Ensuring proper placement of a supraglottic airway device (SAD) in neonates during intensive care procedures is crucial for effective ventilation. This study explored whether using a respiratory function monitor (RFM) to guide SAD placement could reduce the number of attempts needed for successful positioning. We hypothesized that real-time feedback from the RFM would optimize placement by reducing leakage and improving ventilation quality.


Methods

This single-center pilot study was conducted in a tertiary neonatal intensive care unit (NICU) at the Medical University of Vienna. Neonates requiring ventilation via a SAD during neurosurgical or endoscopic procedures were included.

The study design involved two groups:

  • Hidden RFM Group: The RFM was recording but not visible to providers during SAD placement.

  • Visible RFM Group: The RFM was visible to providers, allowing real-time feedback to guide SAD positioning.

Correct placement was assessed using the leakage parameter recorded by the RFM. If leakage was below 30%, the SAD was considered correctly positioned.
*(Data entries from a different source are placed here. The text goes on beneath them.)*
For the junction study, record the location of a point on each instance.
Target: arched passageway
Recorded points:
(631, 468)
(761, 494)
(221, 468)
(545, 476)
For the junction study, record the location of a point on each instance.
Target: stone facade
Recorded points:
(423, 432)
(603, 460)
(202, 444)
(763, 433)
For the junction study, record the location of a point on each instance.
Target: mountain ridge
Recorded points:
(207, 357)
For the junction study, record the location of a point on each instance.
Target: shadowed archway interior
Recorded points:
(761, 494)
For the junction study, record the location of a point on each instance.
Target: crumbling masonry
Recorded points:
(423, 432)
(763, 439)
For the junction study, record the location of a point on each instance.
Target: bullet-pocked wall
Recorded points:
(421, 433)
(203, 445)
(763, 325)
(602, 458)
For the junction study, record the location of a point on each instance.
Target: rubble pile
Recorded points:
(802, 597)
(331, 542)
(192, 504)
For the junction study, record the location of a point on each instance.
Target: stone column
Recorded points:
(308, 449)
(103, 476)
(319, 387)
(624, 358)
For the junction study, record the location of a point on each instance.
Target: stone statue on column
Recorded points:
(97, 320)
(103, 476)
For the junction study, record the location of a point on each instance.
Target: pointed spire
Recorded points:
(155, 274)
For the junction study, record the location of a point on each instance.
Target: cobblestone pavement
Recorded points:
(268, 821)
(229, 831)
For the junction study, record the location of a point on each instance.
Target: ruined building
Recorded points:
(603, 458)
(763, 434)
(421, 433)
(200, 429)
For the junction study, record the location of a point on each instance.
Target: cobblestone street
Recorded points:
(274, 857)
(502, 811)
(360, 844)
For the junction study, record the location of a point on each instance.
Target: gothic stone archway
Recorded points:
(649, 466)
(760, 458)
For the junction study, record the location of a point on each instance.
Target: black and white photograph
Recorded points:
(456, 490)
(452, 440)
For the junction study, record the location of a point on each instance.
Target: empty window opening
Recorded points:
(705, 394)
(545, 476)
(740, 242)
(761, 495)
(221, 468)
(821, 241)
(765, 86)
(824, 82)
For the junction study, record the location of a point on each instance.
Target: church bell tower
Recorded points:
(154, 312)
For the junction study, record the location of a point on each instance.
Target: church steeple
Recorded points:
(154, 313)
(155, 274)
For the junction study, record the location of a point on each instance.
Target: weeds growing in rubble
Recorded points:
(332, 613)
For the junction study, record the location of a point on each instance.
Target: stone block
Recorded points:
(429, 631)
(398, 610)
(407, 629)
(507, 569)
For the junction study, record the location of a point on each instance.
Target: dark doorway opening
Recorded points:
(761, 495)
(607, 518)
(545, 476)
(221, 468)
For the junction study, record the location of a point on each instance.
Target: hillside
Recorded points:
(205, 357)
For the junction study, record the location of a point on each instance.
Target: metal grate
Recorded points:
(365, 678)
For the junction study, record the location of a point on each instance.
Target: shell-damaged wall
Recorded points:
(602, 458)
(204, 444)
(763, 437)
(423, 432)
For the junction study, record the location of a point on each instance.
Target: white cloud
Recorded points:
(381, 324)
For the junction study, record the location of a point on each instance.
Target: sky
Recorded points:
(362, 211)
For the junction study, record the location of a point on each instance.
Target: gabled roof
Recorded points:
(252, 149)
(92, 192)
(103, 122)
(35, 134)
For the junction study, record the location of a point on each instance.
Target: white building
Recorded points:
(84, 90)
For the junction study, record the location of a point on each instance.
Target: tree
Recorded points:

The primary outcome was the number of attempts required for successful placement. Secondary outcomes included ventilation parameters recorded by the RFM and the duration of SAD placement.


Results

Six neonates were included in this pilot trial. Key findings included:

  • Reduction in Attempts: The median number of placement attempts was lower when the RFM was visible (3 attempts in the hidden group vs. 1 attempt in the visible group).

  • Improved Ventilation Quality: Real-time RFM feedback allowed for necessary adjustments in SAD positioning, significantly reducing mean leakage (74.8% in the hidden group vs. 17.8% in the visible group).

  • Confirmation of Proper Placement: Endoscopic verification confirmed that using the RFM to guide placement resulted in anatomically correct positioning of the SAD.


Conclusion

This pilot study suggests that an RFM can provide valuable feedback during SAD placement in neonates, improving the efficiency and accuracy of the procedure.


Impact Statement

Real-time feedback from an RFM correlated low leakage values with correct SAD positioning, potentially enhancing neonatal airway management. The use of RFM guidance may decrease procedural time, minimize repeated attempts, and improve ventilation quality. While these preliminary findings are promising, further research with larger sample sizes is needed to confirm these results and establish best practices for neonatal airway management.